Ensemble, nous devons répondre à plus de simplicité, de clarté et de lisibilité. C'est une condition essentielle pour définir clairement les responsabilités au sein du système européen et pour que les citoyens puissent se réapproprier le projet européen.

Le groupe de travail conduit par le président Amato a dégagé des lignes de force utiles. Je souscris à la plupart des propositions et notamment la réduction significative du nombre d'instruments ainsi que la généralisation du vote à la majorité qualifiée dans le cadre de la codécision.

Mais je souhaite mentionner deux points qui méritent une réflexion plus approfondie, sachant que nous avons fait part d'observations plus précises dans une contribution écrite qui vous a été transmise, Monsieur le Président.

- Tout d'abord, l'application de la codécision : elle doit effectivement devenir la règle générale de vote des normes législatives, mais des exceptions, en nombre strictement limité, doivent pouvoir être maintenues, par exemple dans le domaine de la Politique agricole commune.

- Ensuite, la procédure budgétaire : le concept de dépenses obligatoires ne nous semble pas avoir perdu de sa validité.

Au-delà de la recherche d'outils adéquats, c'est à une clarification des responsabilités et des compétences qu'il nous faut réfléchir. Plusieurs pistes sont possibles.

J'ai proposé d'opérer une distinction claire entre deux grands domaines de l'action de l'Union :

- premièrement, un pôle d'intérêt économique et social, articulé autour du marché intérieur et des politiques d'accompagnement ;

- deuxièmement, un pôle de souveraineté partagée, pour la diplomatie et la défense, la coopération policière et pénale.

Cette distinction doit se traduire par des modes de décisions et des responsabilités spécifiques.

1 - La clarification doit aboutir à une meilleure définition des compétences entre législation et exécution :

- limitons la norme législative, qui relève du rôle partagé du Conseil et du Parlement européen, aux grands principes ;

- confions la mise en oeuvre opérationnelle de ces règles à la Commission, en lui reconnaissant un pouvoir plus important d'exécution au niveau européen ;

- sans doute pouvons-nous déléguer plus encore certaines de ces tâches à des agences exécutives et confier aux Etats plus de latitude dans l'application des normes européennes au niveau national.

2 - La clarification doit ensuite renforcer le principe de responsabilité, pour obtenir un fonctionnement plus démocratique de nos institutions.

Aujourd'hui, le système est déséquilibré : la Commission et responsable devant le seul Parlement européen et sans réciprocité.
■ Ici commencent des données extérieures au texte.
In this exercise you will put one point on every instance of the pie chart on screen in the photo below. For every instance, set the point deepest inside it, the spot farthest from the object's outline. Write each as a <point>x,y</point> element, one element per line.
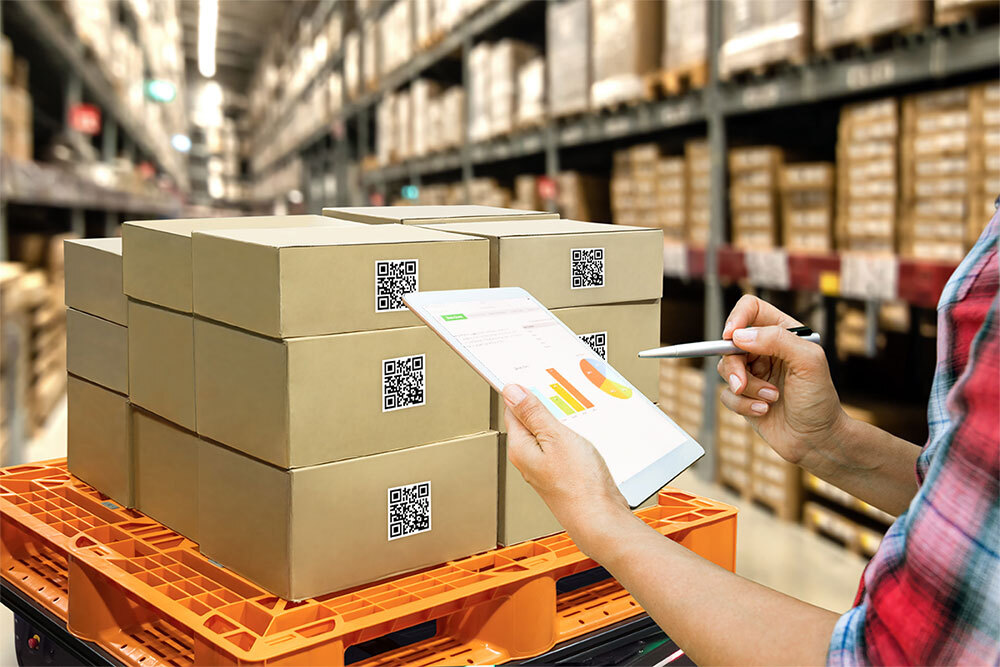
<point>605,378</point>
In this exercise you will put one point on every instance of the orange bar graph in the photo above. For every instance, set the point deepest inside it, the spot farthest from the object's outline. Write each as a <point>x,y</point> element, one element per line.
<point>570,388</point>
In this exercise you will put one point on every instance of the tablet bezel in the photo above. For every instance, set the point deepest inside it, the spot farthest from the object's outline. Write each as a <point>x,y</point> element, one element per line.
<point>636,489</point>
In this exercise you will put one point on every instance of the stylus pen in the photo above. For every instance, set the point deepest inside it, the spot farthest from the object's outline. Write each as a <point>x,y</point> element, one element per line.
<point>709,348</point>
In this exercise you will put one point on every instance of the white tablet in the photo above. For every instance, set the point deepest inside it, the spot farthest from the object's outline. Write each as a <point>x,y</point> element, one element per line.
<point>509,337</point>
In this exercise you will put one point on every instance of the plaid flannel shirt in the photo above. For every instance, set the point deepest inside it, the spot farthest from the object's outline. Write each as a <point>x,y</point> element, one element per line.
<point>931,594</point>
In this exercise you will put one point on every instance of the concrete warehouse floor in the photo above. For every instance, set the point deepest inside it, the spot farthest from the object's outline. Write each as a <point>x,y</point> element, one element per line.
<point>775,553</point>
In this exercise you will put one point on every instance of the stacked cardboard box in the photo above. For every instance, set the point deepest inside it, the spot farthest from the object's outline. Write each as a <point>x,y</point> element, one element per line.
<point>807,206</point>
<point>621,65</point>
<point>568,58</point>
<point>940,168</point>
<point>576,278</point>
<point>753,196</point>
<point>99,438</point>
<point>837,23</point>
<point>15,112</point>
<point>506,59</point>
<point>867,193</point>
<point>697,164</point>
<point>760,34</point>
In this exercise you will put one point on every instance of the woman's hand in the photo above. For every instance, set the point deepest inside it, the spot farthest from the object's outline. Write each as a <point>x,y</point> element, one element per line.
<point>564,468</point>
<point>782,386</point>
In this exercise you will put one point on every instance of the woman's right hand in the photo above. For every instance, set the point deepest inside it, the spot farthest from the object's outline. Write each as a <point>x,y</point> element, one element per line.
<point>782,385</point>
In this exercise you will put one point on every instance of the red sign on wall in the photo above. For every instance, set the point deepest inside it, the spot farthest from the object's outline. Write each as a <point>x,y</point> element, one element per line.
<point>85,118</point>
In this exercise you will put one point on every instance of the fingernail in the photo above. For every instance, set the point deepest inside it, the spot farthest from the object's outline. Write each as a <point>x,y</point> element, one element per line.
<point>513,394</point>
<point>768,394</point>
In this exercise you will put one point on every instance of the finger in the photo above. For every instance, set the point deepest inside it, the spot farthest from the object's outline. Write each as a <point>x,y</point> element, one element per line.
<point>741,405</point>
<point>732,368</point>
<point>777,341</point>
<point>751,311</point>
<point>529,410</point>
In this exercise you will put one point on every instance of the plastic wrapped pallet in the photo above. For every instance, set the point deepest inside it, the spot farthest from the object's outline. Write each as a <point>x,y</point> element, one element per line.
<point>757,34</point>
<point>531,93</point>
<point>840,22</point>
<point>568,57</point>
<point>423,91</point>
<point>479,91</point>
<point>505,61</point>
<point>685,35</point>
<point>626,47</point>
<point>867,193</point>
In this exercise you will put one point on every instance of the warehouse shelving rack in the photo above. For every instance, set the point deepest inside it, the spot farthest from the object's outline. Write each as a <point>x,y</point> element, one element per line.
<point>50,186</point>
<point>936,54</point>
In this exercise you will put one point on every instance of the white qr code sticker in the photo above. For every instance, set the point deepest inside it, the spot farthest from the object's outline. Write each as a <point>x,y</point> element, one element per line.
<point>394,279</point>
<point>586,268</point>
<point>598,342</point>
<point>404,383</point>
<point>409,510</point>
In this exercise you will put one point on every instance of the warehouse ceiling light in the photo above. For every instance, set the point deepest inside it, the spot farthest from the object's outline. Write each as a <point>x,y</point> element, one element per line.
<point>208,23</point>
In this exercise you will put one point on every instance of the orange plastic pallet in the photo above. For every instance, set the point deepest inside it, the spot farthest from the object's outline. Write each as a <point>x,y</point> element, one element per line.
<point>146,595</point>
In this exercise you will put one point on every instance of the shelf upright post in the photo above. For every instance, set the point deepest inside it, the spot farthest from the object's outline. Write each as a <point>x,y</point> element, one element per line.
<point>717,224</point>
<point>466,151</point>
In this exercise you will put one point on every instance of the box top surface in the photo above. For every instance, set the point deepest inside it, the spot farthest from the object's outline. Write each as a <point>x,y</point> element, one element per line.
<point>510,228</point>
<point>184,227</point>
<point>400,213</point>
<point>354,234</point>
<point>112,244</point>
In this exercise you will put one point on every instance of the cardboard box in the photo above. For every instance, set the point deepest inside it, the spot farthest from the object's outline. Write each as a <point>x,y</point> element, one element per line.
<point>156,261</point>
<point>285,283</point>
<point>299,533</point>
<point>161,362</point>
<point>98,438</point>
<point>166,473</point>
<point>327,398</point>
<point>616,333</point>
<point>613,263</point>
<point>97,350</point>
<point>429,215</point>
<point>94,278</point>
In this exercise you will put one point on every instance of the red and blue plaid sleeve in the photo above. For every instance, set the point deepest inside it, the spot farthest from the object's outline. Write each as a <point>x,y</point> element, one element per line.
<point>931,594</point>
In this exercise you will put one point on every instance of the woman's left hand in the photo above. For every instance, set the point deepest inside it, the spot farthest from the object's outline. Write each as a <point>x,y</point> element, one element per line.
<point>563,467</point>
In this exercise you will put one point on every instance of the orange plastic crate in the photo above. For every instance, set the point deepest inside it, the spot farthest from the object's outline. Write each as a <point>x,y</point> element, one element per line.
<point>147,596</point>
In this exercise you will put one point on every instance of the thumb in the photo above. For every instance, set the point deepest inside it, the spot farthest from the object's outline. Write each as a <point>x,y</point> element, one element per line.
<point>529,410</point>
<point>775,341</point>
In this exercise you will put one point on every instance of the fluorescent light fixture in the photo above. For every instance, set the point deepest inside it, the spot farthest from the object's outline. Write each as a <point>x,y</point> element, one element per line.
<point>181,142</point>
<point>208,24</point>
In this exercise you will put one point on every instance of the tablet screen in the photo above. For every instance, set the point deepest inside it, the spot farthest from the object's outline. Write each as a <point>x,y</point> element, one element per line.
<point>517,340</point>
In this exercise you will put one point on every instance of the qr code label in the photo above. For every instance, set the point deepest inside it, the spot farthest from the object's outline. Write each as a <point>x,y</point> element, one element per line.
<point>394,279</point>
<point>409,510</point>
<point>586,268</point>
<point>404,383</point>
<point>598,342</point>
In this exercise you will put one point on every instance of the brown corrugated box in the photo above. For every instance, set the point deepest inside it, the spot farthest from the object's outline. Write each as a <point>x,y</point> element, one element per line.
<point>99,442</point>
<point>156,258</point>
<point>94,278</point>
<point>285,283</point>
<point>161,362</point>
<point>166,473</point>
<point>290,532</point>
<point>539,257</point>
<point>306,401</point>
<point>429,215</point>
<point>625,329</point>
<point>97,350</point>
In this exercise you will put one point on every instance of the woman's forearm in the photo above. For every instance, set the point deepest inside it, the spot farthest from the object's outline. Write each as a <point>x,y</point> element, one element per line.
<point>716,616</point>
<point>868,463</point>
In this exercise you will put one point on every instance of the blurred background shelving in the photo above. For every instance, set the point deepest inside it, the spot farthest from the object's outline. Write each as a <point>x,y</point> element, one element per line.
<point>836,157</point>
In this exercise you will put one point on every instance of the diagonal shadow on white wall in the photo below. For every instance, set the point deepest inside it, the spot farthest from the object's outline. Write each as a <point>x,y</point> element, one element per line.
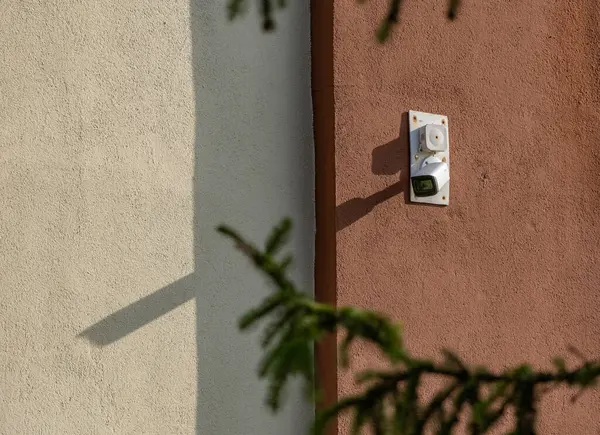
<point>253,165</point>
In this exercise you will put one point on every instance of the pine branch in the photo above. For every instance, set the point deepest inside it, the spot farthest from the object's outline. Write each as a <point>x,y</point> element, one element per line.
<point>237,8</point>
<point>389,402</point>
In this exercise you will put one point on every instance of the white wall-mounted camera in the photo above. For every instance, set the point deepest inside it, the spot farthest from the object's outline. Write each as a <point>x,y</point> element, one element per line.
<point>431,178</point>
<point>430,158</point>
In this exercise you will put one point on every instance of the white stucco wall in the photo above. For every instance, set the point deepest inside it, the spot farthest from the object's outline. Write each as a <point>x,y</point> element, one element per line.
<point>128,131</point>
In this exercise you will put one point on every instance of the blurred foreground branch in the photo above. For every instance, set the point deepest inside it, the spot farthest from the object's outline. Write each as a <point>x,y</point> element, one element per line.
<point>389,402</point>
<point>237,8</point>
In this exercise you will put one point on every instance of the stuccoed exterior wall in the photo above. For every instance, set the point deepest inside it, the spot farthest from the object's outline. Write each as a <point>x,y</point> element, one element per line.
<point>128,131</point>
<point>508,272</point>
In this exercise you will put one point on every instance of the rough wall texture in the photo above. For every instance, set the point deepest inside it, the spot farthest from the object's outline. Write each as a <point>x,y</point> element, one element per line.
<point>128,131</point>
<point>509,272</point>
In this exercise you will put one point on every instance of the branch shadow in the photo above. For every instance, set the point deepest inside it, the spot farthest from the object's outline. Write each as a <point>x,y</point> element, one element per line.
<point>390,158</point>
<point>134,316</point>
<point>228,398</point>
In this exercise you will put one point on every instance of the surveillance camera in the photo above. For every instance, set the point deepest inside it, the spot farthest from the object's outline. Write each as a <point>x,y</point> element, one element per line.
<point>432,176</point>
<point>433,138</point>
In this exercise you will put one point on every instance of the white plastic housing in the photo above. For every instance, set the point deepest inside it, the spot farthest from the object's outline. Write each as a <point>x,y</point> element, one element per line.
<point>433,138</point>
<point>418,122</point>
<point>437,169</point>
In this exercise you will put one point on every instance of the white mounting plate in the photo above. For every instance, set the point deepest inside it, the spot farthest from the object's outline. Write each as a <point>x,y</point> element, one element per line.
<point>416,120</point>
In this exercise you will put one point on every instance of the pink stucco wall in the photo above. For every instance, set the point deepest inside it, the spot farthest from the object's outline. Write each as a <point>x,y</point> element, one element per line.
<point>509,272</point>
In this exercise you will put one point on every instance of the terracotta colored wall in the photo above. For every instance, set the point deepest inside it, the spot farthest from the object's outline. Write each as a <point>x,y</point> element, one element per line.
<point>509,271</point>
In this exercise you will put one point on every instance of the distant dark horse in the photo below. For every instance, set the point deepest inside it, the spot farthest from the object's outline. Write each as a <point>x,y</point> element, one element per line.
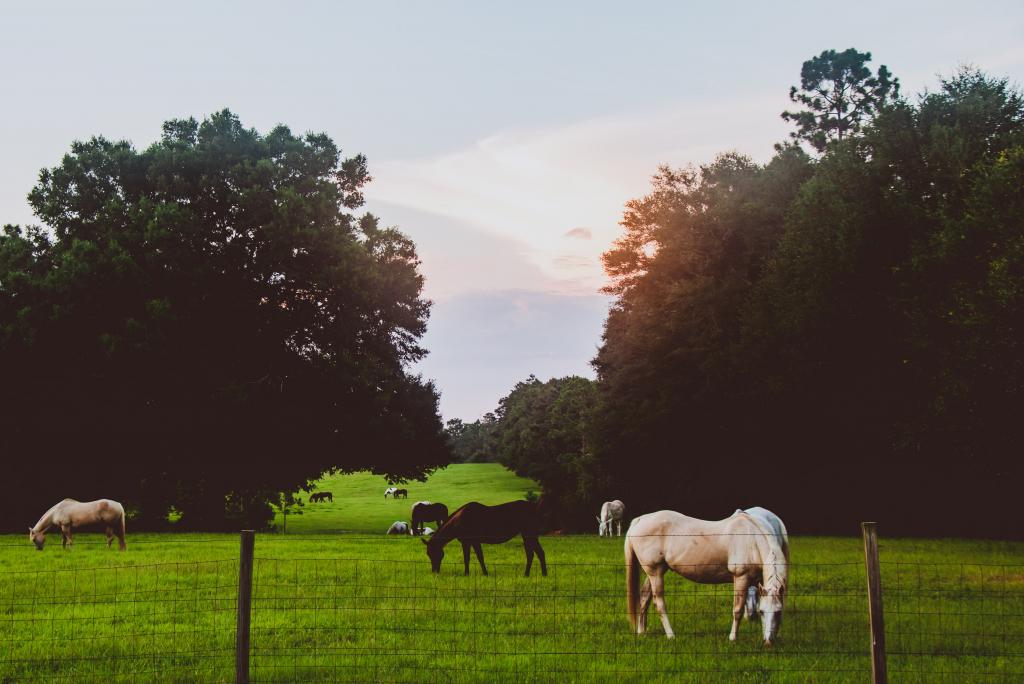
<point>424,511</point>
<point>475,523</point>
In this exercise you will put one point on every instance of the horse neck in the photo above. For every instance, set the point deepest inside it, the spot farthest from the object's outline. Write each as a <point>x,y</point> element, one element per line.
<point>47,520</point>
<point>773,563</point>
<point>448,531</point>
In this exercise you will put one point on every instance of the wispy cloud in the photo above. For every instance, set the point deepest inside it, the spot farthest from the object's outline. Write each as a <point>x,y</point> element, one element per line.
<point>527,184</point>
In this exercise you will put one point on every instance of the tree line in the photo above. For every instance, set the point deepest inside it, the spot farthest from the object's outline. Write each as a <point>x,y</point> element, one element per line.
<point>204,324</point>
<point>835,334</point>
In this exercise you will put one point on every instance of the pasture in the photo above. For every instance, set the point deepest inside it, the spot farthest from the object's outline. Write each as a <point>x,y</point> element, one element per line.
<point>361,606</point>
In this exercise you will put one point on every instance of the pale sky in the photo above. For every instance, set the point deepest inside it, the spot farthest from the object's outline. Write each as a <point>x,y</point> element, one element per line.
<point>504,138</point>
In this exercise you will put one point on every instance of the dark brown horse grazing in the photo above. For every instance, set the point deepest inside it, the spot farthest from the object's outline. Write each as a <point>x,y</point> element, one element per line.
<point>475,523</point>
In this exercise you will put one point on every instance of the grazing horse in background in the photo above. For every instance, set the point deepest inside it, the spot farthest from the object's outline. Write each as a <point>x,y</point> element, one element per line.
<point>611,511</point>
<point>774,524</point>
<point>738,549</point>
<point>475,523</point>
<point>424,511</point>
<point>70,514</point>
<point>399,527</point>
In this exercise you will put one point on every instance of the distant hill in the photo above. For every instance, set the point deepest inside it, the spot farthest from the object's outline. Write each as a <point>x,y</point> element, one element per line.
<point>359,505</point>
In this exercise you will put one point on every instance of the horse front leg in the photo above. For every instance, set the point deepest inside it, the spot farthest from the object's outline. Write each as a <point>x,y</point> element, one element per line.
<point>479,556</point>
<point>739,587</point>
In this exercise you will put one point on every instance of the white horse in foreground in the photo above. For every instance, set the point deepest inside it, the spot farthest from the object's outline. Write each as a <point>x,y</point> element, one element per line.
<point>739,549</point>
<point>70,513</point>
<point>611,511</point>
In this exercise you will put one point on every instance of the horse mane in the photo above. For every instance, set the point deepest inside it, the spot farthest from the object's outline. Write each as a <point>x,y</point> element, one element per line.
<point>446,531</point>
<point>771,559</point>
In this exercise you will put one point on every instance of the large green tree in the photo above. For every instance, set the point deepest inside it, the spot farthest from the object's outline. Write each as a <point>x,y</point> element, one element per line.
<point>833,338</point>
<point>839,93</point>
<point>206,323</point>
<point>541,432</point>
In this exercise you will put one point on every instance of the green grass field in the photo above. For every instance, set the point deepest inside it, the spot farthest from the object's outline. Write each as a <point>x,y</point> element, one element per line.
<point>356,605</point>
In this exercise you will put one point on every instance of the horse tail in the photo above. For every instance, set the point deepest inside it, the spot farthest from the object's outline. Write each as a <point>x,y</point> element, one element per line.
<point>632,583</point>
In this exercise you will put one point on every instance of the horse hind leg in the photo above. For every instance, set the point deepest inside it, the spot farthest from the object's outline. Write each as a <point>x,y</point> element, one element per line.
<point>479,556</point>
<point>752,604</point>
<point>657,591</point>
<point>739,587</point>
<point>536,544</point>
<point>645,597</point>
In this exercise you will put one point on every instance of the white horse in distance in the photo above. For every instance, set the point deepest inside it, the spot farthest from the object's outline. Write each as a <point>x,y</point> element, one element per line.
<point>399,527</point>
<point>70,514</point>
<point>611,511</point>
<point>739,549</point>
<point>402,527</point>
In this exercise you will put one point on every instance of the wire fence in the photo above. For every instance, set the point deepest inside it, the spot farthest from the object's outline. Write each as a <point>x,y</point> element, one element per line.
<point>376,620</point>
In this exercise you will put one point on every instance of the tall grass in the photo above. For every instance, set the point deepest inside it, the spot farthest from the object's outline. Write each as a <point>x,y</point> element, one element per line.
<point>366,607</point>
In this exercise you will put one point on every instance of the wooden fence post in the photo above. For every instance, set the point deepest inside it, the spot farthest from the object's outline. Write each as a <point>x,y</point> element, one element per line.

Il est donc temps d'instituer un meilleur équilibre de la responsabilité au sein du triangle institutionnel :

- la Commission doit également être responsable devant le Conseil européen ;

- le Conseil européen doit pouvoir prononcer, sur proposition de la Commission, la dissolution du Parlement européen.

Nous devons veiller à rétablir cet équilibre nécessaire entre nos institutions plutôt qu'à l'aggraver.

3 - Enfin, la clarification doit se conjuguer avec l'efficacité en précisant le rôle de chaque institution :

- au Conseil européen, revient la responsabilité de fixer les orientations stratégiques dans tous les domaines d'action de l'Union,

- au Conseil des ministres, celle d'adopter les décisions générales sur cette base,

- à la Commission, celle d'imaginer, de proposer et de mettre en oeuvre,

- au Parlement européen, celle de contrôler, de légiférer en commun accord avec le Conseil, et de voter le budget et demain, peut-être, l'impôt communautaire.

Il nous faudra apprécier ensemble au cours des semaines à venir comment renforcer chacune de ces institutions. C'est un défi passionnant que j'ai plaisir à relever en votre compagnie.